Integrating various python machine learning libraries in scala stack
This post will walk you through integrating python machine-learning libraries into your existing scala stack.
Before we proceed further, let us answer the basic question:
Why not use scala native libraries?
Primarily, there are a very limited set of options available in Scala, spark mllib, deeplearning4j.
The python ML ecosystem is huge, scikit-learn itself is enough for most usecases. With the recent surge of deep-learning, most of the established and stable libraries such as Keras/Tensorflow/Theano are available in python.
Our goal is to get the best of both worlds: Scala’s strictly typed system and Python’s plethora of libraries at our disposal
from python import x
While trying to approach this problem, we investigated various libraries.
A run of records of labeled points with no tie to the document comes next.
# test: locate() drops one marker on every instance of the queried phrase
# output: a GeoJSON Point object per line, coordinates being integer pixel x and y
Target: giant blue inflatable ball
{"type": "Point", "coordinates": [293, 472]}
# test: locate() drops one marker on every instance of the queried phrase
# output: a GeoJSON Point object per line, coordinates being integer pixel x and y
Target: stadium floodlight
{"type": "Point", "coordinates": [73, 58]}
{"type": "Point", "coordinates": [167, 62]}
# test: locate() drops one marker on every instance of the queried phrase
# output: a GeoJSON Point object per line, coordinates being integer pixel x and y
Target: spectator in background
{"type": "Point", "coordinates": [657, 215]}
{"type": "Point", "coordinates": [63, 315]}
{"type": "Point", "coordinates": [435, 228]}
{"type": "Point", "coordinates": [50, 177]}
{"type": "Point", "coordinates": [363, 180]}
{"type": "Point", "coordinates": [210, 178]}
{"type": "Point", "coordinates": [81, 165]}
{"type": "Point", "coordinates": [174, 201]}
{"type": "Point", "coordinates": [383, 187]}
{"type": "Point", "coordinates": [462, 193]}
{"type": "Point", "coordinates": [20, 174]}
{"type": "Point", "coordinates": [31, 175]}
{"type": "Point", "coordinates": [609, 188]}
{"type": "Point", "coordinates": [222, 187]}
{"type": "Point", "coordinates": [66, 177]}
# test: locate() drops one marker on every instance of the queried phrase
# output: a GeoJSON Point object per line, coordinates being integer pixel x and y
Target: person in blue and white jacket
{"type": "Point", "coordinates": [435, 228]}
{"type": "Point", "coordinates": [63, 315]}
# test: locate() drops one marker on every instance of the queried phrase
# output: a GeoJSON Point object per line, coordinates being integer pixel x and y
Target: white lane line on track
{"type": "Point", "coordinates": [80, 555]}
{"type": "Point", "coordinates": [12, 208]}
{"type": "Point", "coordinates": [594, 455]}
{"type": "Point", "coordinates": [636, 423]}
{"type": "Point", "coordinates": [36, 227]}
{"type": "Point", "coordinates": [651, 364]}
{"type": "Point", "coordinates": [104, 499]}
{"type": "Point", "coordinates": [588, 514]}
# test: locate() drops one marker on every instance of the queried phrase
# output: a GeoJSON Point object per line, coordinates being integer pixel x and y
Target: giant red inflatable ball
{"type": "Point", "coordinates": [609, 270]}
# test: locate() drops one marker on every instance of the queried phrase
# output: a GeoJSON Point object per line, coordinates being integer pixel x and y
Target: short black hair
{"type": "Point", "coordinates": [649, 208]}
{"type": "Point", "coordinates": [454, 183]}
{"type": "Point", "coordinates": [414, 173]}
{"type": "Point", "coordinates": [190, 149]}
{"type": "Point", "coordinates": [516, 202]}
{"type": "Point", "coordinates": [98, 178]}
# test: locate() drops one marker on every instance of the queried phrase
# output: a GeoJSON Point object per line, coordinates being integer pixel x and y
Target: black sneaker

Here is basic case study regarding each one of them:
Jython: Jython is basically a re-implementation of python in Java. Although it does include most of the python modules, it lacks the support for C-Extension modules. Which essentially renders Jython useless for most of the libraries in the ML ecosystem as all of them use C-Extension to speedup the processing.
JyNI: (Jython Native Interface) JyNI is a compatibility layer with the goal to enable Jython to use native CPython extensions like NumPy or SciPy. However, JyNI doesn’t currently support the entire Python C-API, so it is not currently at a state where we can use it for libraries built using Cython.
Jep: (Java Embeded Python) Jep takes a different route and embeds CPython in Java using JNI. Long story short, if you need to include CPython modules (such as numpy) Jep is the way to go.
How Jep Works?
Jep uses JNI and the CPython API to start up the Python interpreter inside the JVM. When you create a Jep instance in Java, a sub-interpreter will be created for that Jep instance and will remain in memory until the Jep instance is closed with jep.close(). Have a look at Jep’s documentation for further details.